Surmortalité liée à la digoxine : méfions-nous des statistiques !

Vincent Bargoin

23 avril 2013

Birmingham, Etats-Unis - Si les derniers résultats sur la digoxine publiés dans l'European Heart Journal n'amèneront sans doute aucune conclusion définitive sur la digoxine, ils confirment en tout cas ce que tout un chacun sait déjà des statistiques : il faut s'en méfier. Ces résultats sont plutôt rassurants, puisqu'ils infirment l'existence d'une surmortalité des patients en FA sous digoxine [1]. Il reste que si cette surmortalité demandait à être démentie, c'est bien parce qu'elle avait été suggérée par d'autres résultats.

L'étude AFFIRM

Tout part de l'étude AFFIRM (Atrial Fibrillation Follow-up Investigation of Rhythm Management) publiée en 2004, et qui comparait une stratégie de contrôle du rythme à une stratégie de contrôle de la fréquence chez quelques 4000 patients en FA persistante ou paroxysmale.

Dès la publication de cette étude, la notion d'une surmortalité était présente : dans l'article de Circulation, les auteurs mentionnaient en effet une surmortalité de 42% sous digoxine.

Apparemment, personne ne s'en est beaucoup ému, et il a fallu attendre 2012 pour voir une étude supplémentaire publiée sur cette question. Etude au demeurant inquiétante, elle, puisqu'une augmentation de 41% du risque de mortalité toutes causes y était effectivement confirmée, ainsi qu'une augmentation de 35% du risque de mortalité cardiovasculaire, et de 61% du risque de mortalité par arythmie [2].

Cette élévation du risque est-elle réelle ou non ? Selon les derniers résultats, la réponse est non.

Ces résultats ont été obtenus par la comparaison de deux groupes de 878 patients recevant ou non de la digoxine. Ces patients ont été appariés par scores de propension. Après 3,5 ans de suivi, il n'y avait aucun écart entre groupes, ni pour ce qui concerne la mortalité, ni pour ce qui concerne les hospitalisations, ni encore pour les arythmies non fatales.

Heurts et malheurs de l'analyse statistique

Alors, pourquoi ce hiatus avec les résultats antérieurs ?

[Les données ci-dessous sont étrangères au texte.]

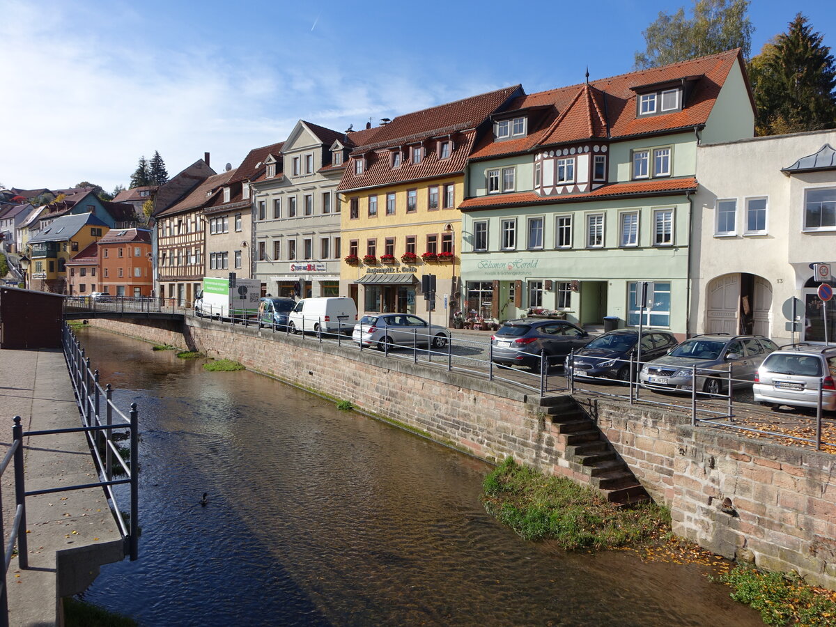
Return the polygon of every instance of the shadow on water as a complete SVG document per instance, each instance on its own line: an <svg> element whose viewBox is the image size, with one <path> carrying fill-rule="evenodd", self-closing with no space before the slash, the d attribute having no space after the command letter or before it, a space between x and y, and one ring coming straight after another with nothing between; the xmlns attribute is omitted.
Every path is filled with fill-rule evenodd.
<svg viewBox="0 0 836 627"><path fill-rule="evenodd" d="M761 624L702 567L520 539L485 513L478 460L250 372L79 337L142 432L140 559L84 599L143 625Z"/></svg>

L'explication la plus vraisemblable est que les changements de traitements n'ont pas été correctement pris en compte. Initialement, sur les 4060 patients d'AFFIRM, dans le groupe contrôle de la fréquence, 51% des patients étaient sous digoxine, 49% sous bêta-bloquant, et 41% sous anticalcique.

Mais les changements de traitements ont sans doute été nombreux au cours des 3,5 ans de suivi, dans les 213 centres nord-américains ayant participé à AFFIRM. La preuve en est que l'amiodarone, initialement prise par 39% des patients du groupe contrôle du rythme, était finalement prescrite à 60% de l'ensemble des patients en fin de suivi.

Dans les analyses concluant à une surmortalité sous digoxine, le risque associé au traitement a été traité comme une variable dépendant du temps sous traitement. Le problème est que les changements de traitements ont été considérés comme s'effectuant de manière aléatoire. Or, ils ne l'étaient pas. Et ici encore, la preuve en est que les insuffisants cardiaques étaient pratiquement trois fois plus nombreux en fin d'étude parmi les patients sous digoxine.

En d'autres termes, si surmortalité il y avait parmi ces patients, elle était beaucoup plus vraisemblablement liée à l'insuffisance cardiaque qu'au traitement.

Reste qu'une surmortalité n'est toujours pas exclue…

Cela étant, il n'est pas certain que la nouvelle analyse permette de lever les soupçons qui ont fini par peser sur la digoxine après la publication de 2012.

Lors du dernier congrès de l'American College of Cardiology, le Dr James Freeman (Standford Universisty, Etats-Unis) a en effet présenté des résultats d'un suivi de plus de 23.000 patients en FA (non insuffisants cardiaques), assurés par le groupe californien Kaiser Permanente, et dont 13% ont été mis sous digoxine. Après 0,8 ans de suivi, le RR de décès toutes causes confondues, était de 2,06 en défaveur de la digoxine, ceci sans sur risque d'hospitalisation, ce qui suggère malgré tout un risque de mortalité par arythmie.

Pour le moment, ces résultats, eux, n'ont pas été contredits.